9. Tn Gonalan v. Oommen, 1975 Ker LT 284. a Division Bench of this court consisting of Govindan Nair. C. J. and Khalid, J. after a fairly detailed survey of the earlier rulings rendered by single Judges on the subject observed :--
'The wording of the section, Sub-section (2) of Section 75, clearly and in an unambiguous language states that the applicant or the landlord, or to be more exact and to use the language of the section, the person in possession of the land on which the kudikidappu is situated, may require the kudikidappukaran to shift to a new site belonging to him. It is, therefore, clear that the site to which the kudikidappukaran is required to shift is one that belonged to the person requiring him to shift. We see no reason either, from the subject or the context in read these words whose import, as we said, is clear, in any other manner as not to give effect to the statutory provisions.....The proviso to Sub-section (1) of Section 77 states that 'no application under the sub-section shall be made without giving the kudikidappukaran one month's notice by registered post'. The provision in condition (4) of Section 75 (2), to which we have already referred, that 'the landholder shall transfer ownership and possession of the new site to the kudikidappukarnn' and the proviso to Section 77 (1) that notice should be given one month before the application is made under Section 77 (1) clearly indicate that the requisition should be to shift to a land belonging to the landlord and that he must be in a position to transfer ownership and possession of that land'.

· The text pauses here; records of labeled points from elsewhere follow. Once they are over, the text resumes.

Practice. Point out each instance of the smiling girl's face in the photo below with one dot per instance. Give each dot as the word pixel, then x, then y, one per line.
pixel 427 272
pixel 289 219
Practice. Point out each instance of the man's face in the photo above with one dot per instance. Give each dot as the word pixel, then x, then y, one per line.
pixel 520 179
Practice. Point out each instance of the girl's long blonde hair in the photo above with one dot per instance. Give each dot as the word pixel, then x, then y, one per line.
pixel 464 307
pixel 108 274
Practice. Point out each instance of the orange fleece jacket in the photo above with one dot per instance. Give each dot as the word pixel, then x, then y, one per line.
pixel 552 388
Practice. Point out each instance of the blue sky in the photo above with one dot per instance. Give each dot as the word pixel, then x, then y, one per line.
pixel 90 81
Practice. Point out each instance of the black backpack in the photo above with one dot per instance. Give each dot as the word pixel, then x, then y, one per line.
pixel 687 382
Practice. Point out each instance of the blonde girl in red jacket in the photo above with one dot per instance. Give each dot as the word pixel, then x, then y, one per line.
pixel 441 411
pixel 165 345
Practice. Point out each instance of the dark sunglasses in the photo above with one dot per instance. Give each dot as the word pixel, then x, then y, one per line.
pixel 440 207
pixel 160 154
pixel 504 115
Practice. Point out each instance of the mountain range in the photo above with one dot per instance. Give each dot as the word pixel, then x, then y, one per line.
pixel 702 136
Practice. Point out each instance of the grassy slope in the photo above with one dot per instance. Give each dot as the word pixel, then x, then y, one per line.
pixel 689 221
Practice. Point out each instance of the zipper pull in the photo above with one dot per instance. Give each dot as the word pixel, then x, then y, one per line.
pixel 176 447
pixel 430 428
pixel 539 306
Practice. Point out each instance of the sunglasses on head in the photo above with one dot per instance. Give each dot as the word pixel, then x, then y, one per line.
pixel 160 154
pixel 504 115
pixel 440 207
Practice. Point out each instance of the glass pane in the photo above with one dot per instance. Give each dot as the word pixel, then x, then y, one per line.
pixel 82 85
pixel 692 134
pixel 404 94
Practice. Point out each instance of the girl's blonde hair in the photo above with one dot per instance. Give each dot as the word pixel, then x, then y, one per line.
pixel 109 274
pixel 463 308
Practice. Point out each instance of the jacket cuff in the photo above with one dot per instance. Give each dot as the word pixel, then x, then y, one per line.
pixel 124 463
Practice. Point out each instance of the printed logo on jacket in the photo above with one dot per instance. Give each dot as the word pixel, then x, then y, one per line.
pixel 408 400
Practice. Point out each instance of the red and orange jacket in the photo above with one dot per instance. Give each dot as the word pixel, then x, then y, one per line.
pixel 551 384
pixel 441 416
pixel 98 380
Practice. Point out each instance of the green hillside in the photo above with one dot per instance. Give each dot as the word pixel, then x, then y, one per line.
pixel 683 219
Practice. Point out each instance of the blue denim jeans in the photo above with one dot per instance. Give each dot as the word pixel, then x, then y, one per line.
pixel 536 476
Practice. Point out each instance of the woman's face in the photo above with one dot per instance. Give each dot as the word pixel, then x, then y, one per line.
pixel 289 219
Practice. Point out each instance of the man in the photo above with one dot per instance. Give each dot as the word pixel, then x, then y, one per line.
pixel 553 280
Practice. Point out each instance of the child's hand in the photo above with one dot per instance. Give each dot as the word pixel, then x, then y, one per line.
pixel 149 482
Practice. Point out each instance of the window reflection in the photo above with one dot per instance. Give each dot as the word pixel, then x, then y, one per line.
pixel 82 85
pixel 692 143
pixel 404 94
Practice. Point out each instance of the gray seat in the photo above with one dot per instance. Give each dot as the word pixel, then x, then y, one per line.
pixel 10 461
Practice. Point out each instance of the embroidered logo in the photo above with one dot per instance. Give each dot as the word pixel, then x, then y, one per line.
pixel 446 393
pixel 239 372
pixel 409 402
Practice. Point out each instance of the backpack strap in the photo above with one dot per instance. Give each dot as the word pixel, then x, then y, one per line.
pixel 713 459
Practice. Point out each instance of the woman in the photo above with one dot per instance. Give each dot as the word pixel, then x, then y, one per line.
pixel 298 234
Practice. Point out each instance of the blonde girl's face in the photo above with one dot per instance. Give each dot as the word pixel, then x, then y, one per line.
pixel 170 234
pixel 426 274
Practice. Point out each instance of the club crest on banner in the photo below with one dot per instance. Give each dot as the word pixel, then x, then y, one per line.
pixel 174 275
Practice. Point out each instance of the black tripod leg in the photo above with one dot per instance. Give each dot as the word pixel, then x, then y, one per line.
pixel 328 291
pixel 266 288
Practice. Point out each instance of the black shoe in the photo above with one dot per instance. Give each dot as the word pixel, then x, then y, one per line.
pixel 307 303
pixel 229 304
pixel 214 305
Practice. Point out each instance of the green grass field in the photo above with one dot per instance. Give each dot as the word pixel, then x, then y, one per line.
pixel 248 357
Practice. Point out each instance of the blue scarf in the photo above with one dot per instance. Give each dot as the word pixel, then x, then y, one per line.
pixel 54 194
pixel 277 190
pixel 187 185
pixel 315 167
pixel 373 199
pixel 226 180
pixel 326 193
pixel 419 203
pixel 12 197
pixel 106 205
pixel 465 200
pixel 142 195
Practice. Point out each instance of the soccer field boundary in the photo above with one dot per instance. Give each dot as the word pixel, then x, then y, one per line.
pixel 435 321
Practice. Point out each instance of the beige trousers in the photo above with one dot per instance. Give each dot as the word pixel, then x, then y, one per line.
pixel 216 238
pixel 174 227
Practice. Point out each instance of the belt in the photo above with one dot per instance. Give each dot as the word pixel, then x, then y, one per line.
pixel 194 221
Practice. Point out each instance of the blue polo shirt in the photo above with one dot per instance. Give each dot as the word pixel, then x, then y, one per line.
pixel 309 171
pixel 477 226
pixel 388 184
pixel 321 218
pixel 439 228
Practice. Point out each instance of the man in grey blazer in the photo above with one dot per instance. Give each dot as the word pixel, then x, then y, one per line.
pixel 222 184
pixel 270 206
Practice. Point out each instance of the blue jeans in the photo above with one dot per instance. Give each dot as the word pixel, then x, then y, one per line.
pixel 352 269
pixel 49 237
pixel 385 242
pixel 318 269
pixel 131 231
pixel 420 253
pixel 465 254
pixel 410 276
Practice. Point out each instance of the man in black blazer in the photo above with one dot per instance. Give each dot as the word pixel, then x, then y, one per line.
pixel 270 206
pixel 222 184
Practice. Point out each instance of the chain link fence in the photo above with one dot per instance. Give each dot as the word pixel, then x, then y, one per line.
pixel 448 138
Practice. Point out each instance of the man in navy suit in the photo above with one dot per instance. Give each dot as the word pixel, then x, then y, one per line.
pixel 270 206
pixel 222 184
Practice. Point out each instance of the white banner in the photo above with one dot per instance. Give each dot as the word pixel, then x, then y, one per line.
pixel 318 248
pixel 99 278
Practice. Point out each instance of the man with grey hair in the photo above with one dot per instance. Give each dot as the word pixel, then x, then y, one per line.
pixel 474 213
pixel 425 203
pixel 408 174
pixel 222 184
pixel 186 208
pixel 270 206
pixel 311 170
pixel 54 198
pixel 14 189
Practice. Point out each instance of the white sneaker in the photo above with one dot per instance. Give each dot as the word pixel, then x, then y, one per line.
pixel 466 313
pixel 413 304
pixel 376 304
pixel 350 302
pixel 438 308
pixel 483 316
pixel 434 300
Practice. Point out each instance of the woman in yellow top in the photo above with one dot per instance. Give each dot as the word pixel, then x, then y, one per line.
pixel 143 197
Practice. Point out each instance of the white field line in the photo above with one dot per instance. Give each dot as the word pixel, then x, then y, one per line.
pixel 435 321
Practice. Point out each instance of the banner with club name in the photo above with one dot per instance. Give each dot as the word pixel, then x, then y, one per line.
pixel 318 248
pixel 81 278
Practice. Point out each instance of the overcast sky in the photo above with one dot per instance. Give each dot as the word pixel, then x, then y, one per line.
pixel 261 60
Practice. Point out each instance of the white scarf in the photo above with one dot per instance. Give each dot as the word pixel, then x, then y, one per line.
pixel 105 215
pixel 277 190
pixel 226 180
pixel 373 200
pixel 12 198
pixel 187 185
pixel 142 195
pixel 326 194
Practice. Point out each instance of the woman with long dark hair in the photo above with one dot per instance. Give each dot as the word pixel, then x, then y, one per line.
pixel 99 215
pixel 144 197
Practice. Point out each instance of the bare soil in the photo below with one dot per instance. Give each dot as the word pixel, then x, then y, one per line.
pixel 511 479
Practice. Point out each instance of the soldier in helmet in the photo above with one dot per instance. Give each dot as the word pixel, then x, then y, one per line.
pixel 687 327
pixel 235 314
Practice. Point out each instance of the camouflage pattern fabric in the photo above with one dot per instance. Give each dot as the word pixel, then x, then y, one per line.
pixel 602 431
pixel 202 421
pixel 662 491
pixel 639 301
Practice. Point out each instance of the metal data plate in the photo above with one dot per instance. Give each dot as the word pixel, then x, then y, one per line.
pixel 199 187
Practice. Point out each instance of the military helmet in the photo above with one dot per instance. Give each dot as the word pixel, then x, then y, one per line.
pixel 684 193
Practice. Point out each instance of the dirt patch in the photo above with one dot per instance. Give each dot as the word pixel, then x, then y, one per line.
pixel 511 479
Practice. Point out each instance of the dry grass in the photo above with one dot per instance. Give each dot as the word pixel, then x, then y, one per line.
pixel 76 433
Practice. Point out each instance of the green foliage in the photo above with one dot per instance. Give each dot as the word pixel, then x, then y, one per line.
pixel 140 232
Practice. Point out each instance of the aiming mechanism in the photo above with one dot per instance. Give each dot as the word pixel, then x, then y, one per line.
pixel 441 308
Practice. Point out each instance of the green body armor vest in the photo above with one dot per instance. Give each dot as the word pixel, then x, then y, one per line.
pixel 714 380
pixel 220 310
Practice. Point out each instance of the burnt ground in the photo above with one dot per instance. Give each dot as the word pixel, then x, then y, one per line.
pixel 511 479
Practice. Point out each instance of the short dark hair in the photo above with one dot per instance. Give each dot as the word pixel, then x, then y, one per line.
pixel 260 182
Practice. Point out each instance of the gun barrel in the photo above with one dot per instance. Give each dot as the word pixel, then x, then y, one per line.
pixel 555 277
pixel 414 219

We are in complete agreement with the above statement of the legal position.
10. Tn the case before us, as on the date of the notice Ext. P1 (22-6-1972) issued to the kudikidappukaran by the landholder (appellant) under Section 75 (2) of the Act the appellant had only a co-ownership right over the alternate site offered to the kudikidappukaran. The petition for shifting of the kudikidappu was filed by the appellant before the Land Tribunal on 2nd July, 1972. Ext. P2 is a copy of that petition. In paragraph 3 thereof it is recited that the alternate site described in the schedule belonged Iointly to the appellant and his sister-in-law Kunhimol Umma. The appellant gave evidence as P. W. 1 before the Land Tribunal on 20-12-1973. In his deposition he has stated that the alternate site offered by him to the kudikidappukaran is a property jointly owned by himself and his sister-in-law. It was only on 1st January, 1974 after the evidence was closed before the Land Tribunal that the appellant obtained a sale deed from Ms sister-in-law Kunhimol Umma and thereby acquired full proprietorship over the alternate site. Such being the facts the learned single Judge was perfectly right in holding that there was no valid requisition as contemplated by Section 75 (2) read with the first proviso to Section 77 (1) of the Act and that hence the application filed by the appellant before the Land Tribunal was not maintainable.
11. The conclusion that emerges from the foregoing discussion is that the decision of the learned single Judge does not call for any interference and that this writ appeal is devoid of merits. This Appeal is accordingly dismissed with costs.